Training local language Journalists
Ujjwala Jatkar, Director – Training CDL
"Give a future to your yet to be born child"
These are headlines of recent articles in leading newspapers of Karnataka. They reflect efforts to go beyond the basic facts about HIV and to cover complex issues like Paediatric AIDS and Prevention of Parent to Child Transmission (PPTCT).
They also mark a considerable change in the coverage of HIV/AIDS over the last few years. Media research by Communication for Development and Learning (CDL) in 2005 showed there were very few efforts then to cover such issues.
One of the factors that led to this change is the conscious effort by CDL in a UNICEF supported project titled ‘HIV/AIDS Journalism’. The project aimed to sensitise journalists on HIV/AIDS and build their capacities to write in an informed, sensitive and responsible manner.
Under this project, media orientation programmes were conducted to build basic understanding of the issues involved. Since ‘prevention’ is the only key to control spread of HIV/AIDS, the project stressed the special role of the media in creating awareness among the general public. The programme helped journalists to look at HIV/AIDS beyond the health dimension and brought its human face to the fore, addressing issues like stigma and discrimination..

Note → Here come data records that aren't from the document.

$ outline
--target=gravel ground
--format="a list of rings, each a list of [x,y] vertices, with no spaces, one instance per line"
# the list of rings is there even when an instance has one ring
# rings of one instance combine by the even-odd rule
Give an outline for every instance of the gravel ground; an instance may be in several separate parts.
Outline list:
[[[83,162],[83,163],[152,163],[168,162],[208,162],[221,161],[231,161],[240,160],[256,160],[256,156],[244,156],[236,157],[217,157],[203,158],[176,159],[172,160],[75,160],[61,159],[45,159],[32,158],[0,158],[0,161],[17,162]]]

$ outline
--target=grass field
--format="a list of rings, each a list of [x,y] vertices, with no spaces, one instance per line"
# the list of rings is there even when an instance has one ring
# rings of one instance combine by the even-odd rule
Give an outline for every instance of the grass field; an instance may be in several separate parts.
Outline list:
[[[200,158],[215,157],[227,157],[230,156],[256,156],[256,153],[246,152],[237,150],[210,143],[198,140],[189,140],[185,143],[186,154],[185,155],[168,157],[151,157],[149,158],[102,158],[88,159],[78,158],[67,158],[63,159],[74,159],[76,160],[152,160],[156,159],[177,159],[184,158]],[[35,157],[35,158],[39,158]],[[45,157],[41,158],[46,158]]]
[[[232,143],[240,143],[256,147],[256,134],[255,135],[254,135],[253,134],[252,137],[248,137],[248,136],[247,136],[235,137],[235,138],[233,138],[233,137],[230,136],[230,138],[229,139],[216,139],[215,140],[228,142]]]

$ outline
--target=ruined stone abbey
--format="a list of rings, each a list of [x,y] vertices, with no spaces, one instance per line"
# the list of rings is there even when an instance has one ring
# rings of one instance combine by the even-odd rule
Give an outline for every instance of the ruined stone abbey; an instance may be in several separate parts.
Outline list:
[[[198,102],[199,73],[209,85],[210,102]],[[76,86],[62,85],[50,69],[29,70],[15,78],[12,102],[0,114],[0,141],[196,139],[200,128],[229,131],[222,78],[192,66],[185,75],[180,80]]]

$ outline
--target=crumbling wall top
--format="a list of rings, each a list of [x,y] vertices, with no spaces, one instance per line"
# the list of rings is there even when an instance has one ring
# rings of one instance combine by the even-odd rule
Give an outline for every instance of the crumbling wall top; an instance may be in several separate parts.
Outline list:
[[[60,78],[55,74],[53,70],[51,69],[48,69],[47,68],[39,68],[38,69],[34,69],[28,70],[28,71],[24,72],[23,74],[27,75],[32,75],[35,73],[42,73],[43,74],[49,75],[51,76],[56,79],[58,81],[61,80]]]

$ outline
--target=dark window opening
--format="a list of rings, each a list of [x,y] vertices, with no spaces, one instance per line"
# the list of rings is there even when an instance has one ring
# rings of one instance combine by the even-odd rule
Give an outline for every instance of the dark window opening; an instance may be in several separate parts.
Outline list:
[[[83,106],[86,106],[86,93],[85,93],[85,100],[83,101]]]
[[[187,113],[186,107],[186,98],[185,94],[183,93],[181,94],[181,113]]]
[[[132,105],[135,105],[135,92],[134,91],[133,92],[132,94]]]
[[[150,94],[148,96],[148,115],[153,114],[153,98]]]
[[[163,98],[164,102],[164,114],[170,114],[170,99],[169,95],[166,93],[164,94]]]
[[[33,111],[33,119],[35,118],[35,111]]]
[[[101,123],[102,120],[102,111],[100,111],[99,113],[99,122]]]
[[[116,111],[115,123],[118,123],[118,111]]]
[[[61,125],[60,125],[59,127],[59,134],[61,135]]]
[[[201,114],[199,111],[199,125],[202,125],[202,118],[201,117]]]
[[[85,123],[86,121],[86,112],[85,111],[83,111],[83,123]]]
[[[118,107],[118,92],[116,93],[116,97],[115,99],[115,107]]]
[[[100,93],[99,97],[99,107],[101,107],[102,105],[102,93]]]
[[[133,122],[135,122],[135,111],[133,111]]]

The advanced training programme that followed,, was designed to address issues like Paediatric AIDS and PPTCT since there is a major increase in the number of women vulnerable to HIV infection, resulting in high parent to child transmission of HIV.
CDL drew from the knowledge and experience of organizations like KSAPS, KNP+ and other NGOs, making the programmes interesting, inspiring and user-friendly for the Kannada journalists.
A field visit to a PPTCT center, a fact file with detailed statistics and information on HIV/AIDS, website details and contact information of NGOs working in the sector were part of the project inputs.
Copies of the Kannada manual titled ‘Journalist as Catalysts’ , published by UNDP were distributed to the participants to familiarize them with sensitive terminology accepted for reporting on HIV/AIDS.. At the culmination of the programme, the two best features written, were given awards.
A direct result of the project was the media coverage that followed. A very significant outcome is the formation of a group of journalists who have developed an interest in the issue and understood their responsibilites related to its coverage. And if journalists are playing catalysts,, the days of, informed, sensitive and responsible journalism on HIV/AIDS in language papers are not too far.